Photos of the meal you are eating, the dress you might want to buy, the garbage cans left out on a neighbor's driveway, a car crash on your street, the rash developing on your face -- all examples of photos that will probably be deleted from your phone after they have fulfilled their purpose. Because in our age, the ability to carry a camera has changed the way we think about photos and use them. It's a new development in our society. But is it always a good thing?
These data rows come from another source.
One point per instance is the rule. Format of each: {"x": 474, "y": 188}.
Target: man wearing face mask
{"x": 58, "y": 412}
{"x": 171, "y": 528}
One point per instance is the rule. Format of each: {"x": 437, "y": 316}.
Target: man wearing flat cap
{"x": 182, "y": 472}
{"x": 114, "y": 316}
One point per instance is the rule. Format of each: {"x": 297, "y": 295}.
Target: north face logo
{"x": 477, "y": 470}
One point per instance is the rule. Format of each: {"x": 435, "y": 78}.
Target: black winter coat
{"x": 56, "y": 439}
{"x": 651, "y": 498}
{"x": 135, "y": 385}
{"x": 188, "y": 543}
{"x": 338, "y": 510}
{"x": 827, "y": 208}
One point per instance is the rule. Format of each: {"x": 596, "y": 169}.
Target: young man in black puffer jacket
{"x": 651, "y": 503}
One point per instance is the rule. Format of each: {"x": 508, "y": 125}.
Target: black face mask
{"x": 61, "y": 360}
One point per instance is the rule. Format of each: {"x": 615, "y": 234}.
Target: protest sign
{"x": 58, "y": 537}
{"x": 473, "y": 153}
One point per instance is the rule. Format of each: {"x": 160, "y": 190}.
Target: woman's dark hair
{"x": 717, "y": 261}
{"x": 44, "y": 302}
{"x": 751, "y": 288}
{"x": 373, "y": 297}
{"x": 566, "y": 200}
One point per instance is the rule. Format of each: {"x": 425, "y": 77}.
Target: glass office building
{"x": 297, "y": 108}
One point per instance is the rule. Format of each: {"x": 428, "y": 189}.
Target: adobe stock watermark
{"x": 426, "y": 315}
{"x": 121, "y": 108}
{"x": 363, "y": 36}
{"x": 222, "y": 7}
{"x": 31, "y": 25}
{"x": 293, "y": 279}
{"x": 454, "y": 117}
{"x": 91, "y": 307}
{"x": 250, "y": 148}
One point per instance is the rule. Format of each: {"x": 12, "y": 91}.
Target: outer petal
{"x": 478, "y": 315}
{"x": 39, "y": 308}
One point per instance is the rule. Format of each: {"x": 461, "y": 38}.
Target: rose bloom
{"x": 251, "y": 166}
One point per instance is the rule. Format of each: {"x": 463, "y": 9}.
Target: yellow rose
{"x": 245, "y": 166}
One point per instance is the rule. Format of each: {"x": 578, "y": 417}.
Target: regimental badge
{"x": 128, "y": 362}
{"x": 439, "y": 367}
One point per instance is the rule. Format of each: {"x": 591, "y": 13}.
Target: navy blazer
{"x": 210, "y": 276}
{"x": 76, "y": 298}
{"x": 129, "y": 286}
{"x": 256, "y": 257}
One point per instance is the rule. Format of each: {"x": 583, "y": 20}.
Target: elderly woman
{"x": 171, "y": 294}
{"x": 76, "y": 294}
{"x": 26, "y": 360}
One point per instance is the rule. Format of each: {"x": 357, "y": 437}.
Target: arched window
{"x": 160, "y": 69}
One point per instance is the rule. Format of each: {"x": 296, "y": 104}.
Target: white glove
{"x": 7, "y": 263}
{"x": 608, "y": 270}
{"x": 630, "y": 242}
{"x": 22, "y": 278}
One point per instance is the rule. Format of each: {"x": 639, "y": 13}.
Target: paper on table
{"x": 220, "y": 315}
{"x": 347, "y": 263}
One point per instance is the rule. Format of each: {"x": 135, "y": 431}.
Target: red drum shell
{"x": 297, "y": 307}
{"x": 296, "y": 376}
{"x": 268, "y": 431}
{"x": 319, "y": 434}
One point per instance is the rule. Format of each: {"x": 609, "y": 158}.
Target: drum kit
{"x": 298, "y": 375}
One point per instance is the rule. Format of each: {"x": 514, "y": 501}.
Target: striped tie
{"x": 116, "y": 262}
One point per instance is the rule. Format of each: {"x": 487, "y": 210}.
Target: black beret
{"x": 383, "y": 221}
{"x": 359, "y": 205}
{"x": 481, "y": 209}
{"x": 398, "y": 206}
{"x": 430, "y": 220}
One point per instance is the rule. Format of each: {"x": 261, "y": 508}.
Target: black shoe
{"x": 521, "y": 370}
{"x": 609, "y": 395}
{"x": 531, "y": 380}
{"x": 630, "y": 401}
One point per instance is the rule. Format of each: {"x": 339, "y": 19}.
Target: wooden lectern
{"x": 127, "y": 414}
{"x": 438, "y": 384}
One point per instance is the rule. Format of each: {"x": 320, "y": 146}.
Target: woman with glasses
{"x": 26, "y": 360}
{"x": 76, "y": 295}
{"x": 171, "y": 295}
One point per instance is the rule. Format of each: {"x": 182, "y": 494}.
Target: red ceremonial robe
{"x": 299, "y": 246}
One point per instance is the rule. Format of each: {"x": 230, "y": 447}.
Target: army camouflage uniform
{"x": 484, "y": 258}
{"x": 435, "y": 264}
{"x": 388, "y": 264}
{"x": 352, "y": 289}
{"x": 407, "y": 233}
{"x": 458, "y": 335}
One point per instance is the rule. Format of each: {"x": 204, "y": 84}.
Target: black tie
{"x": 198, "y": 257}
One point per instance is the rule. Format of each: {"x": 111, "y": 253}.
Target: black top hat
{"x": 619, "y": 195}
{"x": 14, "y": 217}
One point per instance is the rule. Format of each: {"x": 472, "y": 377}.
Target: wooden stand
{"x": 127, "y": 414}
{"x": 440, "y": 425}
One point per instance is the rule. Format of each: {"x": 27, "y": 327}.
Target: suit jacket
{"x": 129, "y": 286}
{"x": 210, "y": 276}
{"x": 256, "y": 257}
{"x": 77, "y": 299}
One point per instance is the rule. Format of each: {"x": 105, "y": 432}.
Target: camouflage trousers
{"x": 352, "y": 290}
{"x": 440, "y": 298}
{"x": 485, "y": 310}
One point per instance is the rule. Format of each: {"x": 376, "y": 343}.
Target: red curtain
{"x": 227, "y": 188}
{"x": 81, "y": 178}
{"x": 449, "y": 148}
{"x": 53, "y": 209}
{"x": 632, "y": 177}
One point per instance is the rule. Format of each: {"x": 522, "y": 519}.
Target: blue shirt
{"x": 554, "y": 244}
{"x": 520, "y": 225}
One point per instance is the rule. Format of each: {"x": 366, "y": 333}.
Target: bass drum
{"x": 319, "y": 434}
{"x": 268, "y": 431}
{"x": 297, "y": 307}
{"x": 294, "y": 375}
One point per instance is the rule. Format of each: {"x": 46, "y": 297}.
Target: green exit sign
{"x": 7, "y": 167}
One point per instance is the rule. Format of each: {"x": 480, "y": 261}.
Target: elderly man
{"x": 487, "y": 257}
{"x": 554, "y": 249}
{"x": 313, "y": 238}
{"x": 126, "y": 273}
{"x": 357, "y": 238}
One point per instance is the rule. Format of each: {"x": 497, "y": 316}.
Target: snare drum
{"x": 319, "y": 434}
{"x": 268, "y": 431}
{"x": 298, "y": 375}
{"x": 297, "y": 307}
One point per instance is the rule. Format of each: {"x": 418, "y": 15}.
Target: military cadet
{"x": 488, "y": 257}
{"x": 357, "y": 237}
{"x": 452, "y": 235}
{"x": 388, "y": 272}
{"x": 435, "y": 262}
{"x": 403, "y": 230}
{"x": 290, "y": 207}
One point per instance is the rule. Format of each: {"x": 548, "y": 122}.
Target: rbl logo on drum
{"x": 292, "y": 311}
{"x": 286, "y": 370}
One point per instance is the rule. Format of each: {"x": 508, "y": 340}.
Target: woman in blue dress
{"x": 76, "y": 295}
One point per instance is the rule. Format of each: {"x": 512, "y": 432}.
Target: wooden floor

A Book About Facebook Photos and More
In his new book, Terms of Service, Jacob Silverman, referred to as a "thoughtful critic of our evolving digital lifestyles," points out the negatives (excuse the pun) in our picture-snapping culture. "Photos become less about memorializing a moment than communicating the reality of that moment to others." He develops this idea by claiming that often the purpose of the picture is not to live in the moment, capture the moment, but to deal with the anxiety we may feel that others are doing things more interesting and more fulfilling than we are-at that same moment. The photo has entered into some timeless competition. And he claims, and I think rightly so, that some party goers forget about experiencing fun as they angle to get into a Facebook Photo that tells people, "Yes, I'm having fun! Look at me!"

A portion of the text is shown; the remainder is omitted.